Friends in Tuscany | Siena | September 2023
European Education
— Joint European Master’s Degree in English and American Studies | University of Graz & Bamberg & Partner Universities
For the first time, I was taught how to do real research and embrace critical analysis. I studied migration literature to understand myself, auteur cinema to meet my heroes, and media discourse analysis to uncover why broadcast journalism failed in Syria and Ukraine. My in-field experience meant I didn’t have to dig far for answers. I didn’t study media and culture to join the old systems — I studied them to learn why they broke, so I could help build something better. This joint program took me through four universities across Europe, moving beyond literature into sociolinguistics, politics, and globalization. At the University of Bamberg, I worked as a Student Assistant and Media Contractor — mobilizing student groups, leading video productions, and writing speeches and articles — bridging theory with action.
— Media production
In 2015, I moved to the EU to pursue my MA and understand how European societies co-exist. I bought my first DSLR — a Sony Alpha a58 — to document the journey. What began as class presentations turned into something else the day I replaced PowerPoint with a video essay on the “War of Words” in American culture. It was new to my department, earned me a job as a student assistant, and gave me my first proof of concept: real social media, built on real people, telling a story that mattered. From there, my lens carried me across two worlds — academic research in European institutions and the North American creative YouTube community. Photography became not just a craft but a force, connecting light, action, and passion. When COVID halted the stories I wanted to tell, I joined Amazon to fund my own studio — using the time to observe, test, and refine how content moves people, both online and in private.
— Kitchen
I grew up spoiled in Damascus — never cooked, never cleaned, never lifted a hand in the house. Supporting myself during my studies in Europe changed that. The kitchen became my therapy, a step away from the tangled wires of creative and intellectual work, into something physical, tactile — rare currency in a software-dominated century. Will I return to it one day? Maybe. But I know this: when my crew finishes a mission, they can count on me to cook them something awesome.
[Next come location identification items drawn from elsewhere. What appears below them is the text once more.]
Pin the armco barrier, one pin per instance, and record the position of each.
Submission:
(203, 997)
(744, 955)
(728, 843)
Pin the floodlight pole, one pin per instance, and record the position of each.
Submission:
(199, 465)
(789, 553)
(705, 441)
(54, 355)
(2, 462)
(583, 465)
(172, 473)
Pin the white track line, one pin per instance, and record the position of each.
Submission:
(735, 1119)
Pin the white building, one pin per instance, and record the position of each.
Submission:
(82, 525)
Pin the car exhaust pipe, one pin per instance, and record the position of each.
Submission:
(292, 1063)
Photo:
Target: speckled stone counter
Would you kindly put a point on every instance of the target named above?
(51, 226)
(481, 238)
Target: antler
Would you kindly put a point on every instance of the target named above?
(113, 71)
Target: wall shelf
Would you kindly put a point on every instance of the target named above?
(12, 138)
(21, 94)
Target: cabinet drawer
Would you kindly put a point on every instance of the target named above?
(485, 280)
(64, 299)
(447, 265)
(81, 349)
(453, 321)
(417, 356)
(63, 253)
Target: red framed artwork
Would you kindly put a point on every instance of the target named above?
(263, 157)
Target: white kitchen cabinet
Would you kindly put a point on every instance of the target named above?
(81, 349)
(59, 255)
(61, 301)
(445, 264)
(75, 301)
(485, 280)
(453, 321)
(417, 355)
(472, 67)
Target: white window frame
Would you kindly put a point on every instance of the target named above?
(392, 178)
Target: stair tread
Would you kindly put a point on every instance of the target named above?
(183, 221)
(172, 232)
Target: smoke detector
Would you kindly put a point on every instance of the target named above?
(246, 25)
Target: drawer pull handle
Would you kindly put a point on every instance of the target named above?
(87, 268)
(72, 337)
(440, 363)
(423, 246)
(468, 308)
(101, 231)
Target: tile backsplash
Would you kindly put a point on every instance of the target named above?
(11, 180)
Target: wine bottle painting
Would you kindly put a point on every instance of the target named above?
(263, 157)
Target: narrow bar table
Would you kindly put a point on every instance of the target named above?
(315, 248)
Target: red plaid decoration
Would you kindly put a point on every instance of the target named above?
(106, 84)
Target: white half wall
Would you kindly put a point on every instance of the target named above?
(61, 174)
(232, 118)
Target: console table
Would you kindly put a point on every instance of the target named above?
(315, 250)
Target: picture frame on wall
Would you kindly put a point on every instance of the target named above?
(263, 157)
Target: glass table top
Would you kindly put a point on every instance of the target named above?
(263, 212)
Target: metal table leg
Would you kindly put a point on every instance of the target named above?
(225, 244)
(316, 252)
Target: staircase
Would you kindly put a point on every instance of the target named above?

— Cyber Logistics & Internal Communication
After COVID took my kitchen crew, I traded clinking glasses for conveyor belts. The first days hit like a storm — four hours on the road to a warehouse in the middle of nowhere, voices raised over the hum of machines that promised one-day delivery. I’d clicked “buy” a thousand times before, never once thinking about the miles, the hands, the precision it took to get a lens to my door. Inside, I saw both the grit and the cracks — the human cost and the human brilliance. Amazon handed me chances: to tell stories on their internal Broadcast website, to lead teams, to walk their digital corridors. I did for a while but then I chose the floor over the office, the work over the title — shoulder to shoulder with the people who carried the load. It was hard. It broke me for a while. But it taught me never to take the system, or the people who power it, for granted.